Bölüm.13. Aşk Ateşi
Bölüm.13. Aşk Ateşi.
Bir yaz sabahı ılgıt ılgıt eserken meltem rüzgârı, konağın avlusuna bir güzel girdi. Salınarak yürürken bastığı yerler bayram ediyordu. Toprak zeminli avluyu geçti konağın dış kapısı önüne gelince durdu. Kalbine salıncak kurmuştu minik bir serçe. Minik serçe uçmak için kanat çırptıkça nefesi kesiliyordu.
Alımlı güzel, sağ elini sol göğsü üzerine bastırdı ve derin bir soluk alıp nefesini tazeledi. Üç basamaklı merdiveni parmak uçlarına basarak çıktı ve dış kapının eşiğine geldiğinde parmaklarını kambur yaparak avuç içine doğru yumdu. Yumulan parmaklarının kemikleşen boğumuyla mavi boyalı tahta kapıyı usulca tıklattı.
Hiç kuşkusuz yolunu gözleyenler vardı, zaten kulağı kapıda olan Zeyno, kapının hafif vuruşlarla tıklatıldığını duyar duymaz telaş içinde sesin geldiği tarafa yöneldi. Kapı arkasına gelince durup nefeslendi çünkü sabırsız bekleyişi kalp ritmini hızlandırmış heyecan yapmasına neden olmuştu. Uzanıp demir sürgünün kulpundan tuttu ve sağa doğru kaydırarak yuvasından ayırdı. Sürgünün esaretinden kurtulan kapı kendiliğinden açılıverdi. Nihayet beklenen konuk gelmişti, gelişiyle de gönülleri şenlendirmişti. Hoş gelmiş sefalar getirmişti. Özletmişti kendisini...

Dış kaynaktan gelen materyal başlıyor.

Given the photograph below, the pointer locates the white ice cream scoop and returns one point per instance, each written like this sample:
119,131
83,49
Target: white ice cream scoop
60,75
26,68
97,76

Kapı açılır açılmaz Zeyno, hasretle kollarını kocaman açarak, "Sonunda gelebildin," derken Menekşe'nin kolundan tuttuğu gibi içeri çekti ve kendi etrafında bir tur döndürdü. "Kız bu ne güzellik, görmeyeli sen ne kadar çok değişmişsin!" Sımsıkı sarılıp yanağına bir öpücük kondurdu. "Canım arkadaşım, hoş geldin!"

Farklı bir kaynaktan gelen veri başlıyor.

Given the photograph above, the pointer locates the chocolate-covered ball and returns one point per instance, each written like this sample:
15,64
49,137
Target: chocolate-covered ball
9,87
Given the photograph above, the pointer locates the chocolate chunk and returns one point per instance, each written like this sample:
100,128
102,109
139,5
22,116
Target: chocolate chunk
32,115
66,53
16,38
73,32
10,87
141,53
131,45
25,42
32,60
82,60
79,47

Menekşe, bu kadar içten karşılanacağını hiç tahmin etmemiş olmalı ki, "Hoş bulduk!" derken mahcupça gözlerini kırpıştırdı. Tekrar konağa geldiği için o da çok mutlu görünüyordu ama bir taraftan da gerçek duygularını bastırıyor gibiydi. Menekşe'nin koluna yapışan Zeyno, "Gel kız, sana bir dolu anlatacağım şeyler var. Kız neler oldu neler, bir bilsen?" dedi.
Üst kata çıkmak için merdivenlere yöneldiler. İkisi için de zaman durmuştu. Zeyno anlatacakları için sabırsızdı Menekşe, dinlemek için. On basamaklı merdiven gözlerinde büyümüş çık çık bitmiyordu. Merdivenin son basamağına geldiklerinde durup soluklandılar. Sabırsız ağa kızı, arkadaşının kolundan sıkıca tutmuş kendi odasına doğru çekiştirip duruyordu.
Kapıdan içeriye adım atar atmaz yatağın üzerine oturması için Menekşe'ye işaret ederken, kapıyı arkasından kapatıp kilitledi. Genç kız, anlatacaklarını kimsecikler duysun istemiyordu. Menekşe ise şaşkın gözlerle arkadaşının yaptıklarını izliyordu. Zeyno'nun hal ve hareketlerine bakılacak olursa önemli şeyler olmuştu. Neler olduğu konusunda hiçbir fikri yoktu ama merak etmeye başlamıştı; acaba kendisi burada yokken neler olmuş olabilirdi? İçinden bildiği bütün duaları etti kötü bir şey olmamış olsun, diye...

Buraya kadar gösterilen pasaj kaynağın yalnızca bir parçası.